In contrast to the model of Arts et al.,1 the present model allows estimation of variations in fiber stress and strain through the LV wall. Figure 7 shows substantial spatial variations in fiber stress at peak systolic contraction. Figure 8 shows that the temporal variation of fiber stress, although similar in form to that predicted by the model of Arts et al., varies significantly through the wall. In the model of Arts et al., fiber stress is assumed to be uniform from endocardium to epicardium. Their model does not include passive stiffness, and does not allow prediction of diastolic stresses. Also, it does not explicitly describe torsional stresses or deformation. The results in Figs. 7 and 8 are based on an assumed reference configuration that was taken to be close to the end-systolic echo geometry. Initially, all sarcomere lengths are equal at the reference shape with value of 1.82 μm. As the heart expands and contracts, the fiber strain is spatially variable, resulting in a non-uniform distribution of fiber stress. Even if a different reference shape was assumed, there would still be transmural variations in fiber strain and therefore variations of stress, in contrast to the Arts et al. model (Table 2).

Table 2 Parameters and variables of the model.

Ventricular wall stress is an important determinant of muscle metabolism and growth and remodeling in normal and pathologic conditions,38 but it is not measurable in the beating heart. Key aspects of muscle mechanics such as force–velocity and force–length relationships are measurable in isolated muscle specimens but not in the intact LV. The model developed here provides a basis for noninvasive assessment of wall stress and active force development in the LV. Predictions of the pattern and magnitude of longitudinal, circumferential, torsional and fiber stresses, as shown in Fig. 7, have potential applications for investigating the mechanisms of normal and pathological remodeling of the myocardium, and for estimating the spatial distribution (transmural and base to apex) of metabolic needs in the LV.

A goal of this work is to utilize observed LV deformations from speckle tracking echocardiography, in conjunction with the dynamic model, to identify parameters that define active and passive muscle properties.
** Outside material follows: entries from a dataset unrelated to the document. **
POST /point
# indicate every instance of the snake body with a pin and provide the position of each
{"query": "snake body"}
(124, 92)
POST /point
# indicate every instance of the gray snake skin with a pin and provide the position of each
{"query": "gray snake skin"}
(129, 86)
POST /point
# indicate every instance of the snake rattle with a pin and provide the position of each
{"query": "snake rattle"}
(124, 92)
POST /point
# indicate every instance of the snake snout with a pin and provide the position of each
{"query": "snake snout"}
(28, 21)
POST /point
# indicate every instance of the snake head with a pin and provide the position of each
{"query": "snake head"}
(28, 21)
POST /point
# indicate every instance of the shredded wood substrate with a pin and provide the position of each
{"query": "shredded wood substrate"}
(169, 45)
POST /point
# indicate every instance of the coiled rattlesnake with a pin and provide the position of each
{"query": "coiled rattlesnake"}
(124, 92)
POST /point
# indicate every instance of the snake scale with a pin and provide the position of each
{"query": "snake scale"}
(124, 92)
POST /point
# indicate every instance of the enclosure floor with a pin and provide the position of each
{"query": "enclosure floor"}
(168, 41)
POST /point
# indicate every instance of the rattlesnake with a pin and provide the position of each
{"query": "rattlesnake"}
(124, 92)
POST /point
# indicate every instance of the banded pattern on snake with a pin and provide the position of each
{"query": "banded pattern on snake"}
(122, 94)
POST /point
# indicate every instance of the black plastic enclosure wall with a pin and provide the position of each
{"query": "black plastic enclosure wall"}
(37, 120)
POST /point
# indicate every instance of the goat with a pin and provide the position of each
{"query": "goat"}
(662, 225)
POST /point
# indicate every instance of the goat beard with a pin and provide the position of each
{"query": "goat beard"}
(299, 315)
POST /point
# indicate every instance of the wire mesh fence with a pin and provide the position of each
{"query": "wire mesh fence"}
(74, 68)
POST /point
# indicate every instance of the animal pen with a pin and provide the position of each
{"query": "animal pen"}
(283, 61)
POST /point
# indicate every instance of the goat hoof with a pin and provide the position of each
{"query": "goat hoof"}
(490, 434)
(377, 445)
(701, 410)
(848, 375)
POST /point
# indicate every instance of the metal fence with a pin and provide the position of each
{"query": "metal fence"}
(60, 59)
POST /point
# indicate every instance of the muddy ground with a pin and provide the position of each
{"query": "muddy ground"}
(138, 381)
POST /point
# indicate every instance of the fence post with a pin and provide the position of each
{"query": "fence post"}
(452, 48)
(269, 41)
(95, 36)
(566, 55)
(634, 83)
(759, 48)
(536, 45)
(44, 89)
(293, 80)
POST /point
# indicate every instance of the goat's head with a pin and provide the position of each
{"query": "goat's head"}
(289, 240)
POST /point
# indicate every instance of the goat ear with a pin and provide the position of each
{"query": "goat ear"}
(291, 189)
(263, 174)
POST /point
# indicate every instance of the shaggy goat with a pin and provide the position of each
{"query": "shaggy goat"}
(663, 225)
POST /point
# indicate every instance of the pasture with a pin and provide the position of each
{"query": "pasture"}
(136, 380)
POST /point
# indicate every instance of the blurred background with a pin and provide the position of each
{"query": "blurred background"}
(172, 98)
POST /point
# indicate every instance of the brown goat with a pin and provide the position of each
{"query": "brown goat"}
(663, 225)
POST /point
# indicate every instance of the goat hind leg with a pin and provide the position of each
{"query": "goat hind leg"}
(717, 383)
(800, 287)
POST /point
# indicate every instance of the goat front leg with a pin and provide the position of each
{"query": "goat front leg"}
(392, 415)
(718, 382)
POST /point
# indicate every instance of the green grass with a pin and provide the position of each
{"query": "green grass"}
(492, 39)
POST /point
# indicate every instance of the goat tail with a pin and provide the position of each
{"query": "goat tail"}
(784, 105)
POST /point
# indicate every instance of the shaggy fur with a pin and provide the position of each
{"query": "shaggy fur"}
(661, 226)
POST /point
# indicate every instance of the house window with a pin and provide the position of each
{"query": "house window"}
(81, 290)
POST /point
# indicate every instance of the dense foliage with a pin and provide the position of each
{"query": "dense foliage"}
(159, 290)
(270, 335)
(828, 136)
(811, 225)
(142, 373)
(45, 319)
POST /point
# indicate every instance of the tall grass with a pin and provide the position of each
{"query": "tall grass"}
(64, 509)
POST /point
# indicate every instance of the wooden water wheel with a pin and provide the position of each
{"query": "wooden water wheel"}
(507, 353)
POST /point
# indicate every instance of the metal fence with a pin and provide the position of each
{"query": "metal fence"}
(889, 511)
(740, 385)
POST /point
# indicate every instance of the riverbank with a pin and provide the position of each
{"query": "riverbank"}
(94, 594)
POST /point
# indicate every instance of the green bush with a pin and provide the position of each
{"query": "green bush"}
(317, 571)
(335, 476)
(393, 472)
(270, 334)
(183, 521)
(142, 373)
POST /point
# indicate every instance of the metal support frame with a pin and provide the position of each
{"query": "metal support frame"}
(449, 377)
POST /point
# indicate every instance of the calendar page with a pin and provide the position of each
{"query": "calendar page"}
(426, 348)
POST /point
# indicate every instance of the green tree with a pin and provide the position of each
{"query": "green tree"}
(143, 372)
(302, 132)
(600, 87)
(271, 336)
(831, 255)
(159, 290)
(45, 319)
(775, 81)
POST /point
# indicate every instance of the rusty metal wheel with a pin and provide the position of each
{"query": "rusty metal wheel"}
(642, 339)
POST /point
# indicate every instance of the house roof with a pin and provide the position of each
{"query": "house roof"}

Such parameter identification will require repeated simulations of LV motion and deformation using the model, with iterative adjustment of the parameters for best fit between predicted and observed motions. The rapid computational speed of the present model makes this approach feasible. Alternatively, low-order model parameter estimation could serve as a preliminary step for finite-element model parameter estimation, narrowing the parameter space and thereby reducing computational needs. The model presented here assumes axisymmetric LV geometry, but the low-order approach can be extended to the analysis of non-axisymmetric geometries by including additional modes of deformation.